Nine years later, that song reminded me of how ludicrous the comparison is; when I read Boortz’s comment (you didn’t think I actually listened to his program, did you?) I wanted to shake him. The national trauma of 9/11 was claimed and branded by a cynical right wing that now knows it only has limited time before it turns out that health care reform isn’t actually that bad and actually is pretty good and maybe even goes on to become one of those programs like Medicare – something that inspires more fierce fighting loyalty in Americans.
The fearmongering will continue. Outside of the Capitol Sunday, while lawmakers were grandstanding, tens of thousands gathered to demand fair, comprehensive immigration reform (another of Ted Kennedy’s favorite issues) for the millions of undocumented people in this country who were already tossed aside in the health care debate.
The battle over immigration, as a friend remarked to me on Saturday, will be leave us wishing for last August’s health care town halls. Health care had to be sold as a socialist takeover, branded with Obama’s race. Immigration comes with xenophobia built into the package.
Glenn Beck, tying those issues together neatly, declared that “Jesus Martinez” might support the health care bill, but “not the Jesus of Nazareth I know.” Beck will be at the forefront of the next fight, no doubt, weeping and excoriating his way into ever-higher ratings and book sales. But it’s important to remember that he lost this one.
Beck lost it to a woman Speaker of the House. He lost it to a black president.

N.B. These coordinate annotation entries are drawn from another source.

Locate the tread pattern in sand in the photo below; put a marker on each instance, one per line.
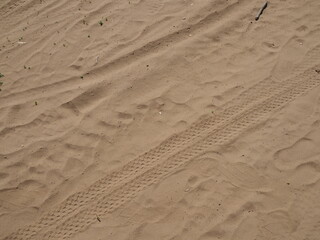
(108, 194)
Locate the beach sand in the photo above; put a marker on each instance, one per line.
(159, 119)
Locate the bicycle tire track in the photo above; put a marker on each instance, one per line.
(199, 129)
(129, 190)
(293, 86)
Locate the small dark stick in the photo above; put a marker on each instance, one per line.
(265, 5)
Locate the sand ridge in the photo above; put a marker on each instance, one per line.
(159, 119)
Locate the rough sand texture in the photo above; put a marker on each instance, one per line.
(158, 119)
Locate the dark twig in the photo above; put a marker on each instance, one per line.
(265, 5)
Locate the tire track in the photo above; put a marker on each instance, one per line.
(172, 145)
(206, 132)
(124, 193)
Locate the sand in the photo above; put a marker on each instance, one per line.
(159, 119)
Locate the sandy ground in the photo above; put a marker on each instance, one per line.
(159, 119)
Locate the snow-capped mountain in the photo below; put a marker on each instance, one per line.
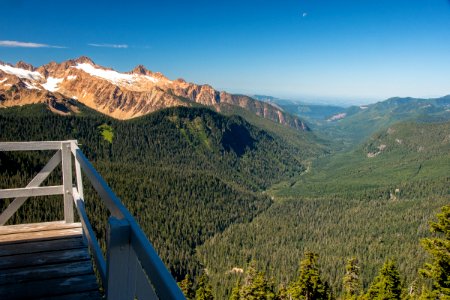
(120, 95)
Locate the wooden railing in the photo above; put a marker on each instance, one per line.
(132, 268)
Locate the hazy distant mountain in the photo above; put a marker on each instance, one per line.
(308, 111)
(120, 95)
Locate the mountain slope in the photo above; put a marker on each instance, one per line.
(351, 126)
(185, 173)
(120, 95)
(373, 207)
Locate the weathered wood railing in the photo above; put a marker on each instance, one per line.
(132, 268)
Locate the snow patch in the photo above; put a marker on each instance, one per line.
(152, 79)
(22, 73)
(31, 86)
(337, 117)
(113, 76)
(52, 84)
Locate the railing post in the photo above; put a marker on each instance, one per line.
(117, 259)
(67, 181)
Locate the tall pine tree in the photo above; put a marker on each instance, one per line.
(352, 281)
(387, 284)
(439, 249)
(204, 289)
(309, 285)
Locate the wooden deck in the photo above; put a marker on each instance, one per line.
(45, 261)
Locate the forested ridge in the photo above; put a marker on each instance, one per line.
(185, 173)
(237, 208)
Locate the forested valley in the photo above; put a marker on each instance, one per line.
(239, 212)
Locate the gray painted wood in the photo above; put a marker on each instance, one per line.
(37, 227)
(49, 287)
(41, 246)
(31, 192)
(35, 182)
(126, 241)
(90, 295)
(113, 203)
(27, 273)
(118, 240)
(90, 236)
(27, 146)
(31, 259)
(144, 289)
(67, 181)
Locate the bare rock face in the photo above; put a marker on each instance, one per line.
(120, 95)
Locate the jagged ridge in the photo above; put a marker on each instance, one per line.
(120, 95)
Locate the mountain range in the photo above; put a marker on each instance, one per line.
(347, 127)
(119, 95)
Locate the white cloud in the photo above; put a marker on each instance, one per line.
(26, 45)
(121, 46)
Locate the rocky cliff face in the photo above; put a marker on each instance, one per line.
(120, 95)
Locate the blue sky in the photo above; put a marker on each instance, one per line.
(333, 50)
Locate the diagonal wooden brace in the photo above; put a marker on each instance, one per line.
(35, 182)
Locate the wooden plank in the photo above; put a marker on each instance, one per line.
(89, 234)
(31, 192)
(113, 203)
(164, 284)
(27, 146)
(41, 246)
(50, 287)
(78, 173)
(67, 181)
(32, 227)
(35, 182)
(44, 258)
(144, 289)
(28, 273)
(40, 235)
(117, 256)
(91, 295)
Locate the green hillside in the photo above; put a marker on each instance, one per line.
(361, 122)
(185, 173)
(346, 205)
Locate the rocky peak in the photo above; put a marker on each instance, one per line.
(84, 60)
(141, 70)
(24, 65)
(123, 95)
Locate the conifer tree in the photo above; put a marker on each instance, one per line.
(352, 280)
(204, 289)
(186, 287)
(282, 293)
(309, 285)
(387, 284)
(256, 285)
(439, 249)
(235, 291)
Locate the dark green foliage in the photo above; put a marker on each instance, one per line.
(255, 286)
(387, 284)
(186, 286)
(309, 284)
(179, 171)
(438, 247)
(352, 280)
(204, 290)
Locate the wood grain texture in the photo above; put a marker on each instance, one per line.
(46, 261)
(50, 287)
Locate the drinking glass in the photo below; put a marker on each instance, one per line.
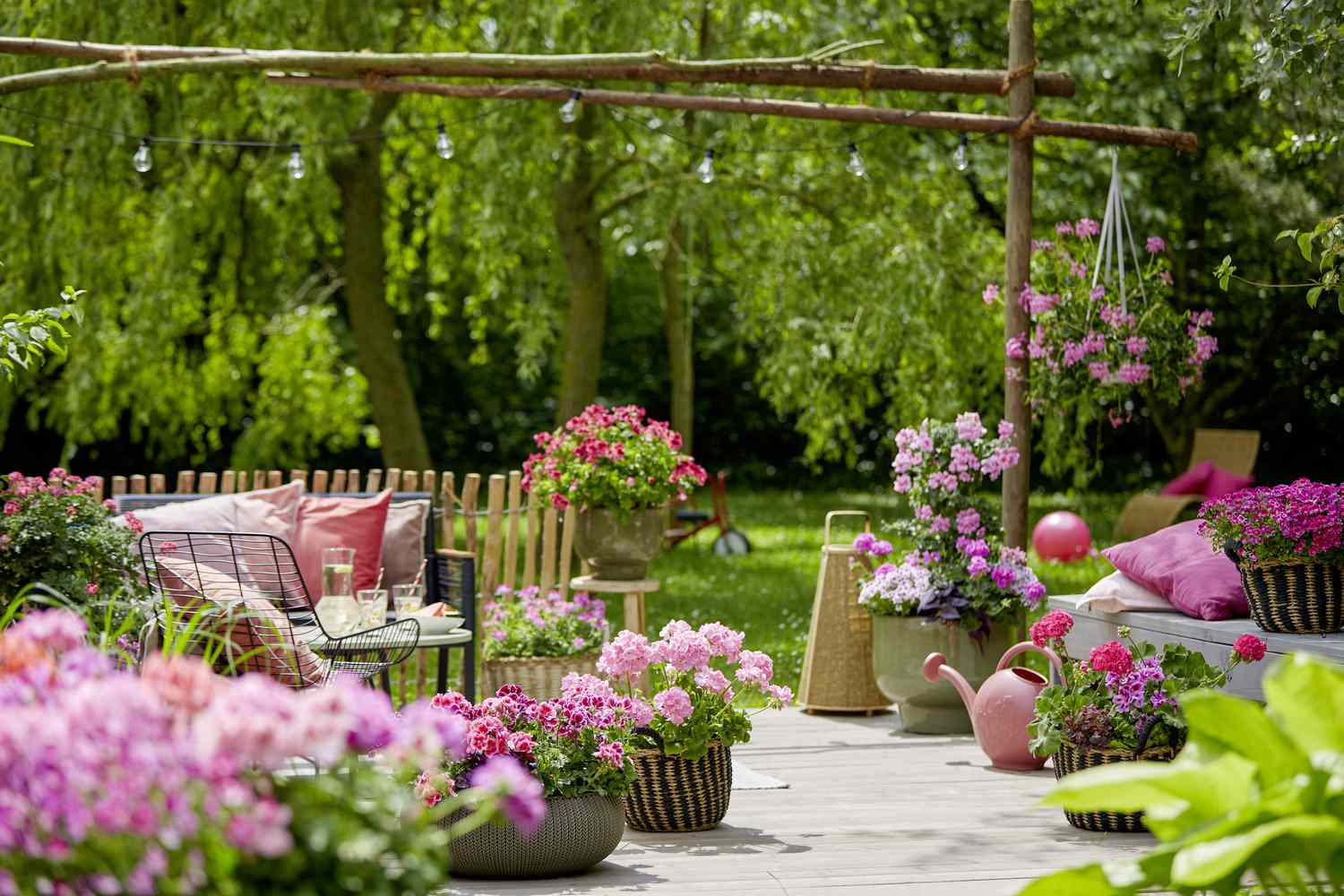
(408, 598)
(373, 607)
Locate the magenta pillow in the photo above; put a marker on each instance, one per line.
(327, 521)
(1180, 565)
(1193, 481)
(1222, 482)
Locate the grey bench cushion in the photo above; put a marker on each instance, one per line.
(1214, 640)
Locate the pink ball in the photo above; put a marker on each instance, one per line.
(1061, 536)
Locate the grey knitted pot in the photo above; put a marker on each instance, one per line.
(575, 834)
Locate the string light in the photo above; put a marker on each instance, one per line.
(855, 164)
(961, 156)
(296, 163)
(443, 144)
(704, 171)
(142, 161)
(570, 108)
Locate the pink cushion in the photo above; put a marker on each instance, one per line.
(403, 540)
(1180, 565)
(266, 511)
(325, 521)
(1222, 482)
(1193, 481)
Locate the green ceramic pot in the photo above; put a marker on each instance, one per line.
(618, 548)
(900, 646)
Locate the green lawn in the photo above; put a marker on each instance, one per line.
(769, 592)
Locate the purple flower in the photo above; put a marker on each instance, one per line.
(521, 796)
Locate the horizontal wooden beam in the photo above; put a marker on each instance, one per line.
(650, 66)
(760, 107)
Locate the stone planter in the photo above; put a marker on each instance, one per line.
(618, 548)
(900, 646)
(577, 833)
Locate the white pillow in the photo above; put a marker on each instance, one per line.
(1117, 592)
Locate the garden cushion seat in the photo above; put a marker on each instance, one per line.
(1230, 450)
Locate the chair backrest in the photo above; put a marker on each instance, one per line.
(254, 608)
(1233, 450)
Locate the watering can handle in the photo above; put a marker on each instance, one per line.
(1023, 646)
(867, 524)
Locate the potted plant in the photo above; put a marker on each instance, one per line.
(1099, 346)
(1118, 705)
(574, 747)
(959, 591)
(535, 640)
(1287, 544)
(1252, 806)
(193, 782)
(683, 754)
(56, 530)
(618, 470)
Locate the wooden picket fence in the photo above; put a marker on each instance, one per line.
(513, 525)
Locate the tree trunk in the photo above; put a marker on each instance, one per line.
(360, 180)
(679, 331)
(581, 242)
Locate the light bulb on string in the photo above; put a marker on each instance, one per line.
(570, 108)
(960, 156)
(296, 163)
(855, 164)
(704, 171)
(444, 144)
(142, 161)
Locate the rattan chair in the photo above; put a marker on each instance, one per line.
(1233, 450)
(253, 611)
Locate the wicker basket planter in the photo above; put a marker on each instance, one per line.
(539, 677)
(1073, 758)
(674, 794)
(577, 833)
(1293, 597)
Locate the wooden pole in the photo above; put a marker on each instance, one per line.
(650, 66)
(1016, 485)
(766, 107)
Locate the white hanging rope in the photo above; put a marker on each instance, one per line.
(1115, 233)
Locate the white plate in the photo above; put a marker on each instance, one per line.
(438, 625)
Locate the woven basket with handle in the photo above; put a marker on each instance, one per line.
(539, 677)
(1293, 597)
(1073, 758)
(676, 794)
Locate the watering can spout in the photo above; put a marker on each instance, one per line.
(935, 667)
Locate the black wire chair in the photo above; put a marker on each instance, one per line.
(242, 600)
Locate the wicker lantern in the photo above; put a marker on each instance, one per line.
(838, 668)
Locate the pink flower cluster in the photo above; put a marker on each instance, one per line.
(1303, 519)
(167, 761)
(605, 454)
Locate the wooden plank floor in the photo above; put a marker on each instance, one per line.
(870, 810)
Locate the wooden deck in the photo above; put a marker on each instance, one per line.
(868, 812)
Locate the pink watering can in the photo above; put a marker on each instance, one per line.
(1003, 708)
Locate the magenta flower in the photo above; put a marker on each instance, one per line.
(519, 794)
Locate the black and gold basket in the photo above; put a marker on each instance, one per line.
(674, 794)
(1073, 758)
(1293, 597)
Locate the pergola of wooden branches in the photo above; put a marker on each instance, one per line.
(497, 77)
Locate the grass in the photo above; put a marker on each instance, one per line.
(769, 592)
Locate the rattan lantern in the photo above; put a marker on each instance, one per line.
(838, 668)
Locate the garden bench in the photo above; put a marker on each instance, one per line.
(1214, 640)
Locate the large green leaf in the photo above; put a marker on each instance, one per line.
(1306, 696)
(1242, 727)
(1204, 863)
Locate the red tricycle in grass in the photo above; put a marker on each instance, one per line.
(691, 521)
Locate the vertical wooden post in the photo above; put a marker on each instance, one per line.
(1021, 53)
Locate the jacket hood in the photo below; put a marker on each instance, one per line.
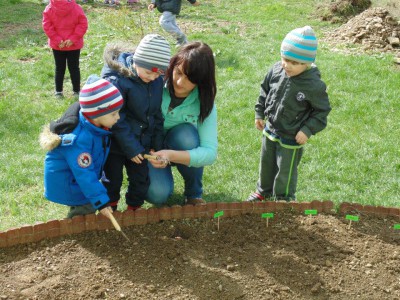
(62, 7)
(118, 59)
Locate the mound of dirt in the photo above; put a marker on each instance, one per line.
(375, 29)
(341, 10)
(294, 257)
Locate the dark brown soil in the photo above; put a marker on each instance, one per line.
(295, 257)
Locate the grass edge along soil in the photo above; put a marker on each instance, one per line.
(58, 228)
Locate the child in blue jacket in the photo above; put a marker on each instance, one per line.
(76, 153)
(140, 129)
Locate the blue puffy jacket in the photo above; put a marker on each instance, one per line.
(72, 170)
(140, 127)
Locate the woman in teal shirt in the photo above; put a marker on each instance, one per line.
(190, 124)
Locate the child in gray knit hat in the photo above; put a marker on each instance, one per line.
(292, 106)
(136, 73)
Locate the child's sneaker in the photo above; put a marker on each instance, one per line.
(255, 197)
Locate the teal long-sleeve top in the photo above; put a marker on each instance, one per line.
(189, 112)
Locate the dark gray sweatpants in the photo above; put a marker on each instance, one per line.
(278, 170)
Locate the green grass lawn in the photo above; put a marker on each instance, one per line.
(356, 158)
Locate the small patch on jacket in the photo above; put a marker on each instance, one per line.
(300, 96)
(84, 160)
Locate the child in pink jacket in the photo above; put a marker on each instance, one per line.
(65, 24)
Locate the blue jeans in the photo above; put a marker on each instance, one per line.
(168, 23)
(180, 137)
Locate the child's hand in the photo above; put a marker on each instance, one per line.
(301, 138)
(137, 159)
(163, 161)
(68, 43)
(260, 124)
(106, 211)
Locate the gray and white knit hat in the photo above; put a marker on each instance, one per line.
(300, 45)
(153, 53)
(99, 97)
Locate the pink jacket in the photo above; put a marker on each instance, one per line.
(64, 20)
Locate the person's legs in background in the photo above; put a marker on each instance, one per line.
(60, 61)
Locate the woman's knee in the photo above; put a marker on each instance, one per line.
(183, 137)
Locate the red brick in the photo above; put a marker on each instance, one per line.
(141, 216)
(395, 212)
(296, 207)
(176, 212)
(78, 224)
(91, 222)
(65, 227)
(26, 233)
(369, 209)
(153, 215)
(188, 211)
(328, 207)
(165, 213)
(281, 205)
(53, 228)
(3, 239)
(200, 210)
(13, 237)
(247, 207)
(316, 204)
(39, 231)
(128, 218)
(235, 208)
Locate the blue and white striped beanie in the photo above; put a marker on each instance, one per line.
(300, 45)
(99, 97)
(153, 53)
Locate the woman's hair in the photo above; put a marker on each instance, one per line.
(197, 61)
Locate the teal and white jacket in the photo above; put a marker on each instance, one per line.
(188, 112)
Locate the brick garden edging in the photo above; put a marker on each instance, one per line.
(57, 228)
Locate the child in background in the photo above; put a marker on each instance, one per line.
(65, 24)
(76, 155)
(170, 9)
(292, 106)
(140, 129)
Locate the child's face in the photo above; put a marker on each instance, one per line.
(182, 85)
(147, 75)
(293, 68)
(107, 120)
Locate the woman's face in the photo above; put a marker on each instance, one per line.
(182, 85)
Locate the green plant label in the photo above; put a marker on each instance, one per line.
(267, 215)
(310, 211)
(352, 218)
(219, 214)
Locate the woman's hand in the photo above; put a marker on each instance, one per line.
(106, 211)
(301, 138)
(137, 159)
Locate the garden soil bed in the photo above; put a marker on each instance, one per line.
(295, 257)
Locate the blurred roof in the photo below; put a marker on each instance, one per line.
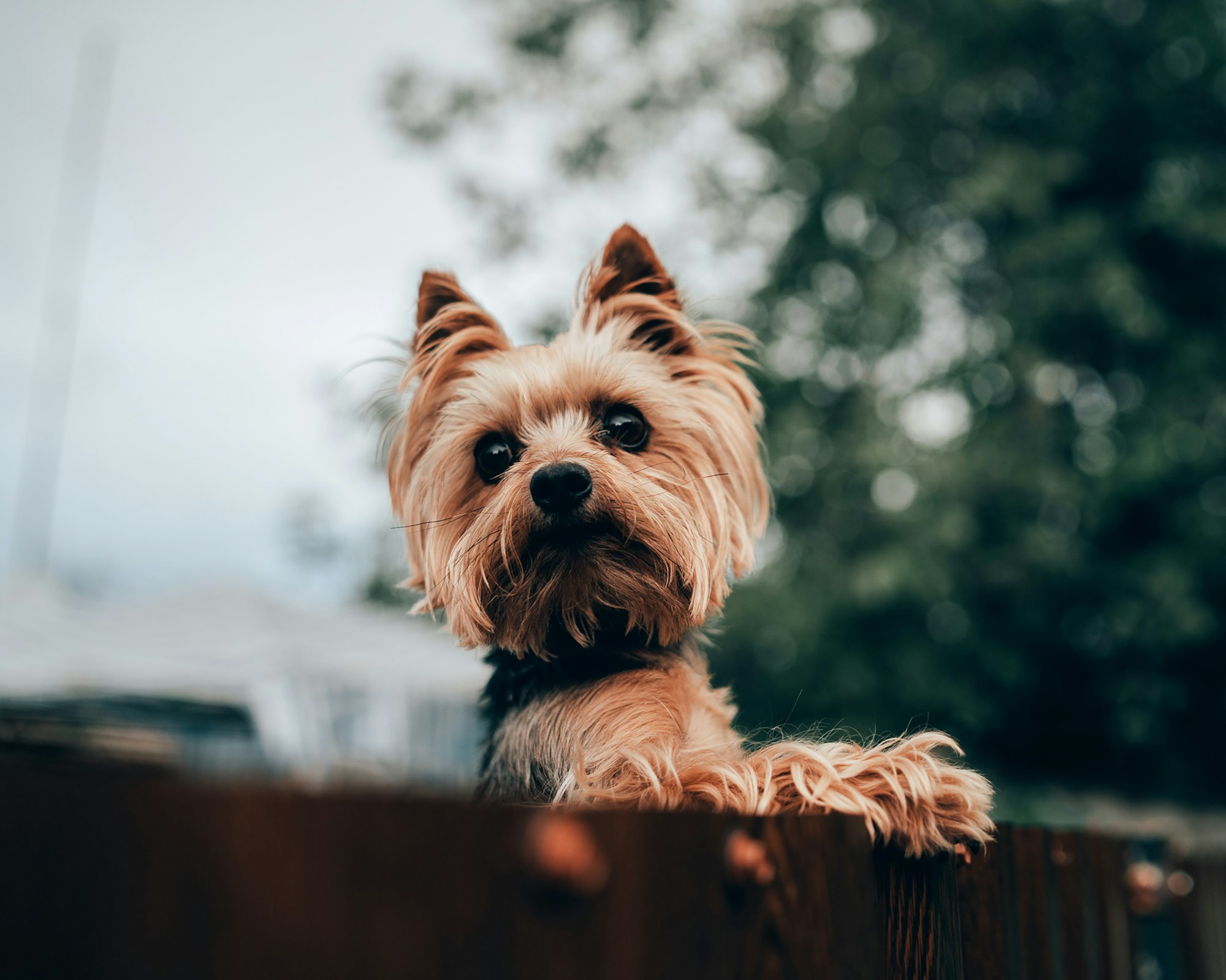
(215, 644)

And he and the rest of them know that this change will wind up helping people, will wind up popular, and will be a chip Democrats can play when campaigning for office. That it will lay the foundation for more reform to come.
As we look down the road, at immigration, at financial reform, at the Employee Free Choice Act and Don’t Ask Don’t Tell and all the rest of it, we have to remember what we stand for, and that it is worth the fight. And sometimes, on nights unfortunately too far apart, we can take some time out and raise a glass to imperfect victories.